WMT: Financial Analysis through July 2008 (Update)

We previously posted an analysis of Wal-Mart's preliminary financial statements for the quarter that ended on 31 July 2008, which was the second quarter of the company's fiscal year.  Wal-Mart has now submitted a complete 10-Q quarterly report, which we have examined.

Discounter Wal-Mart Stores, Inc. (NYSE: WMT) has annual sales of $375 billion, close to one-twelfth of U.S. retail sales.  It garnered the top spot on the 2008 edition of the Fortune 500 list of America's largest corporations, edging ahead of Exxon Mobil (NYSE: XOM).  In today's slow U.S. economy, consumers are worried about their jobs, homes, and by high food and energy prices.  Super-efficient Wal-Mart has the advantage of selling the merchandise shoppers can't do without, and it does so at prices difficult for competitors, such as Target (NYSE: TGT), Kohl's (NYSE: KSS), and Sears Holdings (NASDAQ: SHLD), to match.

The additional data in the 10-Q did not change the gauge scores from those we computed using the preliminary report.



Our examination of Wal-Mart's second-quarter Income Statement was unaffected.

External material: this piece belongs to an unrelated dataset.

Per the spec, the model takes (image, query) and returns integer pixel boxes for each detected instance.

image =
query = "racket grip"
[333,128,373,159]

A couple of other interesting tidbits from the 10-Q:

The company has three operating segments: Wal-Mart U.S., International, and Sam's Club.  In the recent quarter, Wal-Mart U.S. brought in 63 percent of total Revenue, but it contributed 81 percent of Operating Income.  The percentages were very similar in the second quarter of 2007.

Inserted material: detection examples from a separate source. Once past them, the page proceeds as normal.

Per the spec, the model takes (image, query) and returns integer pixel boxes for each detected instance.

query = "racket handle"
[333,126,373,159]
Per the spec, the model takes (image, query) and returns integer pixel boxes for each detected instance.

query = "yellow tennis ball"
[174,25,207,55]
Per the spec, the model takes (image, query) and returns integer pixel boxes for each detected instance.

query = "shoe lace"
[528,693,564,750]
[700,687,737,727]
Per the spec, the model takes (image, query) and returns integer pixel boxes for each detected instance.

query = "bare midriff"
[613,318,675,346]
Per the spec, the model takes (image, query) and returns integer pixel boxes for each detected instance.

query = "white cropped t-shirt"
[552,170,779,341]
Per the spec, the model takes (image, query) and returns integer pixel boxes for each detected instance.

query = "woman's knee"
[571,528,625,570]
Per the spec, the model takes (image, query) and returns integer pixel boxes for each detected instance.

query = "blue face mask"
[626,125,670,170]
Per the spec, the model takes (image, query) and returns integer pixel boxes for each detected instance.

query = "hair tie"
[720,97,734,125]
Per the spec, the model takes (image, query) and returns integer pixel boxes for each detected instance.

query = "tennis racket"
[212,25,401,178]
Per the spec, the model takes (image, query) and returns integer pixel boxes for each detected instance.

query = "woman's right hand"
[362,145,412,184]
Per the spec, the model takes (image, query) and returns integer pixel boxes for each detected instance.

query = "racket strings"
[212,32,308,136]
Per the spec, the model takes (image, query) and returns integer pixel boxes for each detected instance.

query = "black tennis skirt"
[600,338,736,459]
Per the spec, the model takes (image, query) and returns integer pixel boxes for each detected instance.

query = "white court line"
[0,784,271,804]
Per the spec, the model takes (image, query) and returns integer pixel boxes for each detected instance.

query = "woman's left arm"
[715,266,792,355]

Wal-Mart's sale of a UK subsididiary, Gazeley, closed in July 2008, and the company estimated that it earned $200 million on the transaction.  Wal-Mart's third-quarter results will benefit from this gain, which will be recorded as earnings from discontinued operations.

Effective this fiscal year, Wal-Mart has revised its definition of comparable store sales, which is sometimes referred to as "same-store sales."  The new definition "include[s] sales from stores and clubs open for the previous 12 months, including remodels, relocations and expansions." The company deems the impact of the change to be "inconsequential," but it seems like it might have a small positive effect.